Sunday, 26 May 2013

Mengais Masa Lalu

Aku kira aku berhasil melupakan segala tentangmu. Namun aku ternyata salah, kamu selalu mengajariku mengais-ngais masa lalu. Memaksaku untuk kembali menyentuh kenangan. Terdampar dalam bayang-bayang yang kau buat secara sengaja, seakan-akan sosokmu nyata. Menjelma menjadi pahlawan kesiangan yang merusak kebahagiaan. Dalam kenangan kau seret aku perlahan. Menuju masa yang seharusnya aku lupakan. Seakan usahaku yang begitu keras mematikan rasa ini. Hingga aku kelelahan. Hingga aku sadar, bahwa aku sedang dipermainkan. Inikah caramu menyakitiku. Inikah caramu mencabik-cabik perasaanku. Apa dengan melihat tangisku itu berarti bahagia buatmu. Apa dengan menorehkan luka dihatiku, berarti kemenangan bagimu.

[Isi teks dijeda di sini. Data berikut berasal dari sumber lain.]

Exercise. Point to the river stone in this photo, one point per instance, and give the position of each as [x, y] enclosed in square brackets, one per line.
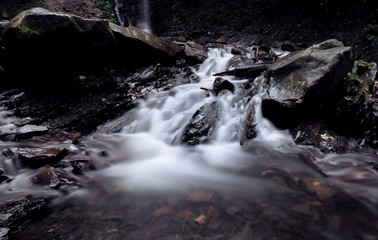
[30, 130]
[305, 79]
[49, 178]
[135, 46]
[195, 52]
[220, 84]
[14, 213]
[41, 45]
[36, 157]
[202, 124]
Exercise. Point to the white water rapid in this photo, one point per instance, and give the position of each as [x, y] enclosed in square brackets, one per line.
[149, 152]
[145, 22]
[116, 9]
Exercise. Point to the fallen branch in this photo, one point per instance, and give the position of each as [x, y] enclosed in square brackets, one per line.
[247, 125]
[248, 121]
[206, 89]
[257, 53]
[249, 71]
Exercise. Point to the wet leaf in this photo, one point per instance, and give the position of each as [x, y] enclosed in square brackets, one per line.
[315, 183]
[198, 196]
[201, 219]
[185, 214]
[166, 210]
[212, 212]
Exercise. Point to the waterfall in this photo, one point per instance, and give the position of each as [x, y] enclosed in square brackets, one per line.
[150, 152]
[145, 22]
[116, 9]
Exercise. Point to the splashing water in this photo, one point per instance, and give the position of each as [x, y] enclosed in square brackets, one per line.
[158, 188]
[145, 22]
[150, 152]
[116, 9]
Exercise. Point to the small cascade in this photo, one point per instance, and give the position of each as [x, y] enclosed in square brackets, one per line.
[145, 22]
[116, 9]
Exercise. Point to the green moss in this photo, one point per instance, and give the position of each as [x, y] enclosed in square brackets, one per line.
[106, 9]
[29, 31]
[14, 7]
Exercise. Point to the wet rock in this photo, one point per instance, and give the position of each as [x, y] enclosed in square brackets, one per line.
[14, 213]
[240, 50]
[290, 47]
[37, 157]
[220, 84]
[317, 134]
[142, 48]
[248, 71]
[305, 80]
[196, 52]
[239, 61]
[200, 219]
[48, 178]
[202, 124]
[30, 130]
[11, 132]
[356, 112]
[199, 196]
[3, 24]
[42, 44]
[52, 179]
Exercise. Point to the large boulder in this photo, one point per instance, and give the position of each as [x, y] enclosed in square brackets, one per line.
[42, 45]
[302, 81]
[202, 124]
[195, 52]
[136, 47]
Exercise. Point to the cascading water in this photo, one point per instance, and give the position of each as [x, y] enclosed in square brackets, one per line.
[157, 188]
[145, 22]
[116, 9]
[151, 141]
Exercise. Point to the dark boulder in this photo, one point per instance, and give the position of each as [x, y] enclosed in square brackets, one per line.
[52, 179]
[305, 80]
[15, 213]
[46, 46]
[136, 47]
[202, 125]
[195, 52]
[37, 157]
[356, 113]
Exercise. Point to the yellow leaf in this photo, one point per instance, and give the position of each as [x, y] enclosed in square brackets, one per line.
[316, 203]
[201, 219]
[315, 183]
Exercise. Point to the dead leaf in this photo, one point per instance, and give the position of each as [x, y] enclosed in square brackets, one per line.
[201, 219]
[198, 196]
[185, 214]
[166, 210]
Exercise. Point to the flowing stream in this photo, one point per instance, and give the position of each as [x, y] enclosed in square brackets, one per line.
[116, 9]
[145, 22]
[153, 187]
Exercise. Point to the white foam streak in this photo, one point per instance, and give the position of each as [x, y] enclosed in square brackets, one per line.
[151, 154]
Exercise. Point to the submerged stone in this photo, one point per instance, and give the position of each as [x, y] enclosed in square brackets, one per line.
[36, 157]
[220, 84]
[305, 80]
[202, 124]
[195, 51]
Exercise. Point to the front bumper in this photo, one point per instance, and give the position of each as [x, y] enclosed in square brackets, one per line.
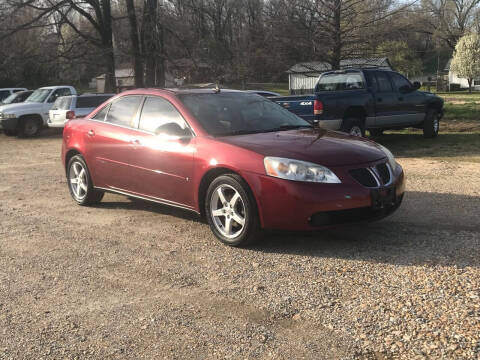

Siapa aku dimatamu? Hingga begitu sulit kau lepaskan aku dari jeratanmu. Apakah kamu punya hal yang sama seperti yang kuimpikan? Apakah kamu memiliki perasaan yang sama dalamnya seperti aku? Atau hanya permainan yang akan kau beri? Sungguh apakah boneka kecilmu dilarang untuk bahagia? Apakah wayang yang sering kau mainkan dilarang mencari kebahagiaan. Mengapa kau sering perlakukan aku seperti permainan. Kapan kau ajari aku kebebasan? Ajari aku cara melupakan. Meniadakan segala kecemasan, meniadakan segala kenangan. Nyatanya derai air mataku hanya disebabkan olehmu. Ajari aku cara melupakan, sehingga aku lupa caranya menangis, sehingga aku lupa caranya meratap. Karena aku selalu kenal air mata.


Jika kutahu seperti ini ujungnya, seharusnya sejak awal ku tak perhatikan kau sedetail ini. Ku tak mencari kontakmu, tak mencoba menghubungimu. Jika kau ingin tahu, kurasakan rasa sesak ini, rasa yang sungguh menyedihkan. Aku merasa terkatung-katung sendirian. Meminum asam dan garam, dan membiarkanmu memakan semuanya hal manis. Seharusnya aku tak pernah menggubris. Ini kesalahanku. Jika dari awal aku tak mengenalmu, mungkin aku tak terlalu mengenal dan berteman baik dengan air mata. Aku terlalu bodoh dalam hal keingintahuanku.
Semua cerita punya akhir. Inilah ceritaku, aku berhak untuk memilih, namun semuanya seakan tak seperti yang kupilih.  Aku hanya ingin tertawa, sehingga hati aku mati rasa akan luka.